NEW YORK CITY |  Three young women are being detained by Russian authorities for allegedly performing a protest song in a cathedral as part of a feminist punk group Pussy Riot.

Nadezhda Tolokonnikova, Maria Alekhina and Ekaterina Samutsevich were arrested in March 2012 and charged with “hooliganism.”  If found guilty, they could be jailed for up to 7 years.

The three women are currently in pre-trial detention, which has been extended to January 2013.

Amnesty International is demanding that Russia immediately release three young women arrested for allegedly singing a protest song that criticizes both the Orthodox Church and Prime Minister Vladimir Putin.

Amnesty International Demands Russia Release Punk Singers Detained Following Church Performance
Amnesty International Demands Russia Release Punk Singers Detained Following Church Performance

Amnesty International has posted a petition demanding that Russian authorities drop all charges and release the three women.  The petition, which can be found here, is addressed to Yuri Yakovlevich Chaika, prosecutor general; Denis Gennadievich Popov, prosecutor of the Moscow’s Central District; and Sergey I. Kislyak, an ambassador.

Here is the long version of the link, which you can copy to your browser:
http://takeaction.amnestyusa.org/siteapps/advocacy/ActionItem.aspx?c=6oJCLQPAJiJUG&b=6645049&aid=517749

Several members of a music group called Pussy Riot, with their faces covered in balaclavas, sang a protest song entitled, “Virgin Mary, Redeem Us of Putin,” on Feb. 21, 2012 at Christ the Savior Cathedral in Moscow.
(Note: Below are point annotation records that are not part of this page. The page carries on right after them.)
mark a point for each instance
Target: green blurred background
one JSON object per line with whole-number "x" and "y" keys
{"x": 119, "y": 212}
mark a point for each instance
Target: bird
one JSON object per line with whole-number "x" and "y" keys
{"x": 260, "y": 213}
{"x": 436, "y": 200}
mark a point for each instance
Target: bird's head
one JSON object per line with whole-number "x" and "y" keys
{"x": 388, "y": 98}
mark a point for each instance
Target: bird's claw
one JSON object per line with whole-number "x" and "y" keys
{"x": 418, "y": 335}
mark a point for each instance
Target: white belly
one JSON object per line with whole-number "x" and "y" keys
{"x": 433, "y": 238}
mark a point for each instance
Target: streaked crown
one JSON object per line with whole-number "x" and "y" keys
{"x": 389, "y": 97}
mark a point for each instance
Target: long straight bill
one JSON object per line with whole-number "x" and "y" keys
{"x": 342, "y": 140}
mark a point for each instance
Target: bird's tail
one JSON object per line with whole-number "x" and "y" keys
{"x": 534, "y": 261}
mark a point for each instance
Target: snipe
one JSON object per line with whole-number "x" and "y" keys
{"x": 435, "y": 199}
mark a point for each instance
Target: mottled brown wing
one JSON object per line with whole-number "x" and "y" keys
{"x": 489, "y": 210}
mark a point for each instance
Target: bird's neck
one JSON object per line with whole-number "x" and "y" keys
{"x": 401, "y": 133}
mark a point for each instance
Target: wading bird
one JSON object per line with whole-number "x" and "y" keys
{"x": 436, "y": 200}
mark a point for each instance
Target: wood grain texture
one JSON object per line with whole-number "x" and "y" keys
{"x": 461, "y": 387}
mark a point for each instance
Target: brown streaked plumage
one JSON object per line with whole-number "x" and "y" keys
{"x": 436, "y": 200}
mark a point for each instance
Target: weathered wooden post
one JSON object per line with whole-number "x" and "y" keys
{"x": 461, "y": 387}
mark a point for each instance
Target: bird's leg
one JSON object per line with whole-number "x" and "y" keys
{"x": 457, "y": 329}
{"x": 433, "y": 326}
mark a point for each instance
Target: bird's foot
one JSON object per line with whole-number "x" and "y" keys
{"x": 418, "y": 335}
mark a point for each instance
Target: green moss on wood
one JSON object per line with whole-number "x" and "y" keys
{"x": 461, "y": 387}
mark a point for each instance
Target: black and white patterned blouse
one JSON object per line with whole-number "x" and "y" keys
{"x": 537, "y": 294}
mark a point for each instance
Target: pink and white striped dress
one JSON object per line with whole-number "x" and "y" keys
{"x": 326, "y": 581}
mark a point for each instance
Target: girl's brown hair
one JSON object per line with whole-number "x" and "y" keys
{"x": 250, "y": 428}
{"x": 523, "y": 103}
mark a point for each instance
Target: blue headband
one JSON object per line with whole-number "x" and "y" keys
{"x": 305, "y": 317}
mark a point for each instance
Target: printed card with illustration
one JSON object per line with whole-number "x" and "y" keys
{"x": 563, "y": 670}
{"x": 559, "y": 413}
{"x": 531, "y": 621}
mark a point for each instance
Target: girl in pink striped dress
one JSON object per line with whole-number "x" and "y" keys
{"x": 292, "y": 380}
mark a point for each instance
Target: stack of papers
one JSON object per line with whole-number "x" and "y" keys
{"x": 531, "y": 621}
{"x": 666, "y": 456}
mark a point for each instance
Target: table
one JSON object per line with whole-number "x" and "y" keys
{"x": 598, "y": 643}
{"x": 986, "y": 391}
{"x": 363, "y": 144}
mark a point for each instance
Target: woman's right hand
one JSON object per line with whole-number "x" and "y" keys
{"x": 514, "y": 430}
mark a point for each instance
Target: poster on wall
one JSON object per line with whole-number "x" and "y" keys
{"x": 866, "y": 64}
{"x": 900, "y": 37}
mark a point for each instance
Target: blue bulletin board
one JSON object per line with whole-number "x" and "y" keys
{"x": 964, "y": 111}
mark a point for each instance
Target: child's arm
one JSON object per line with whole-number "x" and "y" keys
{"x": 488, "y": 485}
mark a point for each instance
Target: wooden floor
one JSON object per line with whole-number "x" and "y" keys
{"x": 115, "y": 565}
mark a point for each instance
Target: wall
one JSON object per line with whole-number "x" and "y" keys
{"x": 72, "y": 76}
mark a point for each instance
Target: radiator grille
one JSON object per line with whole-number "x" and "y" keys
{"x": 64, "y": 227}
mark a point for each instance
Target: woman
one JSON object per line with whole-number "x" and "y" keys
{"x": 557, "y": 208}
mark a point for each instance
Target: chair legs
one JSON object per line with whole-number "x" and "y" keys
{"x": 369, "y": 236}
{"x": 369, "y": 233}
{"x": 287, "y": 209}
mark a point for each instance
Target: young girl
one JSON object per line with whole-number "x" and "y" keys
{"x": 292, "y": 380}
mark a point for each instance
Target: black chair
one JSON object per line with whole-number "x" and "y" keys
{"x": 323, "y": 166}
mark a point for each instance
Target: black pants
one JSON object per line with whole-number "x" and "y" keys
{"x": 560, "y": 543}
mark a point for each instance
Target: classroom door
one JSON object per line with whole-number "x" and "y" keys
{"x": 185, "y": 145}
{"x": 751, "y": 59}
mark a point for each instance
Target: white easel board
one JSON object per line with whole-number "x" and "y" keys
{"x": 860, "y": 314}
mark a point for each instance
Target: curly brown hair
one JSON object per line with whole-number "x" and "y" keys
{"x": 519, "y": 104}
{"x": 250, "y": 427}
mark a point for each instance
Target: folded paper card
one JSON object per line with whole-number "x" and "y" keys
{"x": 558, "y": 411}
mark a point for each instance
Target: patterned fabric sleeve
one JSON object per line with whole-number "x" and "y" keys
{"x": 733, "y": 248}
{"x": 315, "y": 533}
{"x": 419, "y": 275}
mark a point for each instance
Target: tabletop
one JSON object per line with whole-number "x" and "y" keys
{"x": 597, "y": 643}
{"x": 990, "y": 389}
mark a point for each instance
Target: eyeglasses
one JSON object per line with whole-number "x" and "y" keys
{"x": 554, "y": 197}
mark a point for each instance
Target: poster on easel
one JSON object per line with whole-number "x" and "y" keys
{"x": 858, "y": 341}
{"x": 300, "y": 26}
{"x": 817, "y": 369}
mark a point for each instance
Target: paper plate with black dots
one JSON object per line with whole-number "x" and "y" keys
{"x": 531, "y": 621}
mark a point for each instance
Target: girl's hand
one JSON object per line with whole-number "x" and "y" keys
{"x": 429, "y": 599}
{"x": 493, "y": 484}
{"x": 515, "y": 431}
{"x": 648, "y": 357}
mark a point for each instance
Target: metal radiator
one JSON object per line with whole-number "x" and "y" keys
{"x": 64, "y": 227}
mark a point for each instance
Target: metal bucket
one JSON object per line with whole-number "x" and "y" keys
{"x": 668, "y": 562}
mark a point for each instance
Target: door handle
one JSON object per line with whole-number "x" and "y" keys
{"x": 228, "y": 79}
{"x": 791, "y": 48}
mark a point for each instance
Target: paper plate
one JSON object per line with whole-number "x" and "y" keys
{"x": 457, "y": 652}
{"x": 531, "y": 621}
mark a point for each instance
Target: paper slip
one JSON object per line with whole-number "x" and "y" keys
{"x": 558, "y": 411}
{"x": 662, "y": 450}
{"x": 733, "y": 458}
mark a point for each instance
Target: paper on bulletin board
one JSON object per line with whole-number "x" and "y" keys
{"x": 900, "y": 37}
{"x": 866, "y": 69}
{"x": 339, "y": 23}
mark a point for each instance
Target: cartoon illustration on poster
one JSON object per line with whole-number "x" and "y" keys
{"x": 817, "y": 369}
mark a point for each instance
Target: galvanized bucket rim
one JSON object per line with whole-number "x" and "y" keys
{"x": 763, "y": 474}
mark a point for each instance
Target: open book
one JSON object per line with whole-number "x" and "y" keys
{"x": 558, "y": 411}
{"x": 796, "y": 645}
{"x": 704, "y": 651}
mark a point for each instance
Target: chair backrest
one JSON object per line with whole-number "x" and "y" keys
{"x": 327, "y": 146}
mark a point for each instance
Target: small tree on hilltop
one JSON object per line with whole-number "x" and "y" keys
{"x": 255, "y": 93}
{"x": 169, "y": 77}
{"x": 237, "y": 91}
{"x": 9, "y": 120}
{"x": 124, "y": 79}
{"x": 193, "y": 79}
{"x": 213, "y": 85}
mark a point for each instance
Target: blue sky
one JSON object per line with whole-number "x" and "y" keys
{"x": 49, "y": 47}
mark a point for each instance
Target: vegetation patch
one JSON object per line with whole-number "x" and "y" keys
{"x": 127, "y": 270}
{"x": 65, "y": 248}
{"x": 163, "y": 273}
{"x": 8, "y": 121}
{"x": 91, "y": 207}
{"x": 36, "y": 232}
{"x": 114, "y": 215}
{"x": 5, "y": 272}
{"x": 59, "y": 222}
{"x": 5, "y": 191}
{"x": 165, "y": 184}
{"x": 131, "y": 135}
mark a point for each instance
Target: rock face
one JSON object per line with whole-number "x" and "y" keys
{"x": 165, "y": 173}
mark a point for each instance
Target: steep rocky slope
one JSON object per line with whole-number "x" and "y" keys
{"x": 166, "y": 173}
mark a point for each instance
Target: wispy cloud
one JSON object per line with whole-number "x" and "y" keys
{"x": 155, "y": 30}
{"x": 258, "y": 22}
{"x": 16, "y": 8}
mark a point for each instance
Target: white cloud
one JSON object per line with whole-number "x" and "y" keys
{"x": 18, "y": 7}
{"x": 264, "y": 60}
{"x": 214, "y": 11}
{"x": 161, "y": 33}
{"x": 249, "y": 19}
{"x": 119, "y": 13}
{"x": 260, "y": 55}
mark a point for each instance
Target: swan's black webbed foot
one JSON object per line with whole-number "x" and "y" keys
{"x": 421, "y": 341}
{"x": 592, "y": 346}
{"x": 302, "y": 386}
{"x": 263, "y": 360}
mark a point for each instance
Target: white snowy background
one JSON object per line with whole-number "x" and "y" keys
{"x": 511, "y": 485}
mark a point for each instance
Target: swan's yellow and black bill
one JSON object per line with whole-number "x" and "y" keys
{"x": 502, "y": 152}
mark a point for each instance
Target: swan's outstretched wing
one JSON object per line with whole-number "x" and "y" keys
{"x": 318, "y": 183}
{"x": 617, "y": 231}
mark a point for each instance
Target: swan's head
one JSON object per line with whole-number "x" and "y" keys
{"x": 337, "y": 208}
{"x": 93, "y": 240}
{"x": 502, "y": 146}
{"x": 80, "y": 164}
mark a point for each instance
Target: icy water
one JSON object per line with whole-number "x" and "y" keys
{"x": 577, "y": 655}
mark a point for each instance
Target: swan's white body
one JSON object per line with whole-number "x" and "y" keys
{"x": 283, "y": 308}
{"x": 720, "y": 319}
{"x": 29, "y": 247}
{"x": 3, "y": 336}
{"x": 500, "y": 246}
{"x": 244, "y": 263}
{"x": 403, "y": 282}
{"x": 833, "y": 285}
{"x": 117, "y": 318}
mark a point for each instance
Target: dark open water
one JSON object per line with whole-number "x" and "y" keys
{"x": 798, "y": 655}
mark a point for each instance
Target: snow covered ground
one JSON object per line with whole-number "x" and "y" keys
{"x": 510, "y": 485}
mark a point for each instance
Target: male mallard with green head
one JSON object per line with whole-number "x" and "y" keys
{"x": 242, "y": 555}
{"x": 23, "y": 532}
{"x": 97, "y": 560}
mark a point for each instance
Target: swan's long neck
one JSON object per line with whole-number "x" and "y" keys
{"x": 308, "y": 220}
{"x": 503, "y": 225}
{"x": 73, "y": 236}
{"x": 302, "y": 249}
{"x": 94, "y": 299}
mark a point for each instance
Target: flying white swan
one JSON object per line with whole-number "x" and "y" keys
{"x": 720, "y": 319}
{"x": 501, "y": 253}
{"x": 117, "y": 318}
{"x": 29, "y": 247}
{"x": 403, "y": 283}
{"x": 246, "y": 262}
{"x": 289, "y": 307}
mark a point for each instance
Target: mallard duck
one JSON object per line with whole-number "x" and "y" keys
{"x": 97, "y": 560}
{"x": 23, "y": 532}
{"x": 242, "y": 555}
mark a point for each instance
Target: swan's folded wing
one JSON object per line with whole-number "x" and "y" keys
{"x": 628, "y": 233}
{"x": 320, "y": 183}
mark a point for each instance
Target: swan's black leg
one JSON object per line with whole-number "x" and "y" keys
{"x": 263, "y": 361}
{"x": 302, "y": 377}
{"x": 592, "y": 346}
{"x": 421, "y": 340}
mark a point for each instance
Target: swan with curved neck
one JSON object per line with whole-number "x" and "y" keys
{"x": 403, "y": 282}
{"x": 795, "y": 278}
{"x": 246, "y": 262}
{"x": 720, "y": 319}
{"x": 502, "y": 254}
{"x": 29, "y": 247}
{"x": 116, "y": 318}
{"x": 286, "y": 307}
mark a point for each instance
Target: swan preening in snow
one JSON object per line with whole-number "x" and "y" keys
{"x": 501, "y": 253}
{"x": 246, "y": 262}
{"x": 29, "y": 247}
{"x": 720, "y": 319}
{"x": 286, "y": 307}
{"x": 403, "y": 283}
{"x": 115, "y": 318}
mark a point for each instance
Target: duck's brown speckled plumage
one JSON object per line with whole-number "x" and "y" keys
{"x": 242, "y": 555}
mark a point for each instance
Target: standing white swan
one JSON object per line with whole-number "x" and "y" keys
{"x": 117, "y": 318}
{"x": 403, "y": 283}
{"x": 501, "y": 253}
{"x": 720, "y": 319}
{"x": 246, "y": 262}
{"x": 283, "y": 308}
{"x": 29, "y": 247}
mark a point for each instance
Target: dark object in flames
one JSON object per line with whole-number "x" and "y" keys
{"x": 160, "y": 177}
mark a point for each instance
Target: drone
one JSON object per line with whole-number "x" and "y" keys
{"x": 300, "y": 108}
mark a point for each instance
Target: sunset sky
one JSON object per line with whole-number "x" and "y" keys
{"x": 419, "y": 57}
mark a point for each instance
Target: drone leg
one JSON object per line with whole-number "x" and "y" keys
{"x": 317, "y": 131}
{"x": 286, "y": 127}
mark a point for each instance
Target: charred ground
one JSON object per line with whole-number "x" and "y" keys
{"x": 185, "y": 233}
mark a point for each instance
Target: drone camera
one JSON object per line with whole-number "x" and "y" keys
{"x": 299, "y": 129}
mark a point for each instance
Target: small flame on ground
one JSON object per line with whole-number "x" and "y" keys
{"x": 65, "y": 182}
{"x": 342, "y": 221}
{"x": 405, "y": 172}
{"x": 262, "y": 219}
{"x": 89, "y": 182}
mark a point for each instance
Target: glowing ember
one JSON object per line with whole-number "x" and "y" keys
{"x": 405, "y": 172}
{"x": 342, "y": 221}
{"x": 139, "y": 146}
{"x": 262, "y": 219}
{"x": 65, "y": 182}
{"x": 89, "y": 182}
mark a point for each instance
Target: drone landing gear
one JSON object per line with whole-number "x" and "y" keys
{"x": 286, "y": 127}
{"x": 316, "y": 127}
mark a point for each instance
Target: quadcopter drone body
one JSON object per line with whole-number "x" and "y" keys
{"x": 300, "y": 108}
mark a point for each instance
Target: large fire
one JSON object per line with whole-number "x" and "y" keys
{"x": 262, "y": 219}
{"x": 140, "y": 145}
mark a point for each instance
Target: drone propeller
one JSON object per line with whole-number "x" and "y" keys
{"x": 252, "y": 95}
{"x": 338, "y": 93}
The song criticizes the support shown by some representatives of the Orthodox Church to Prime Minister Vladimir Putin and calls on the Virgin Mary to become a feminist and banish Putin.

English: Official portrait of Vladimir Putin
Official portrait of Vladimir Putin

The Russian authorities subsequently arrested Maria Alekhina and Nadezhda Tolokonnikova on March 4, and Ekaterina Samusevich on March 15, claiming that they were the masked singers. Although the women admit to being members of the group, they deny any involvement in the protest in the cathedral.

Amnesty International said the charges against the women should be dropped, saying Russian authorities were wrong to charge the women with the serious criminal charge of hooliganism, which carries a maximum sentence of seven years imprisonment.

The three women deny any involvement in the protest although even if they took part, the severity of the response of the Russian authorities would not be a justifiable response to the peaceful — if, to many, offensive — expression of their political beliefs.

A video montage of the song available on the internet has led to a wide debate surrounding the protest. Prime Minister Putin’s press secretary called the protest “despicable” and said it would be followed “with all the necessary consequences.”

Although a representative of the Orthodox Church initially called for mercy for the protestors, subsequent statements by representatives of the Church have called for harsh punishment, including for the women to be prosecuted for inciting hatred on the grounds of religion.

Amnesty International is a Nobel Peace Prize-winning grassroots activist organization with more than 3 million supporters, activists and volunteers in more than 150 countries campaigning for human rights worldwide. The organization investigates and exposes abuses, educates and mobilizes the public, and works to protect people wherever justice, freedom, truth and dignity are denied.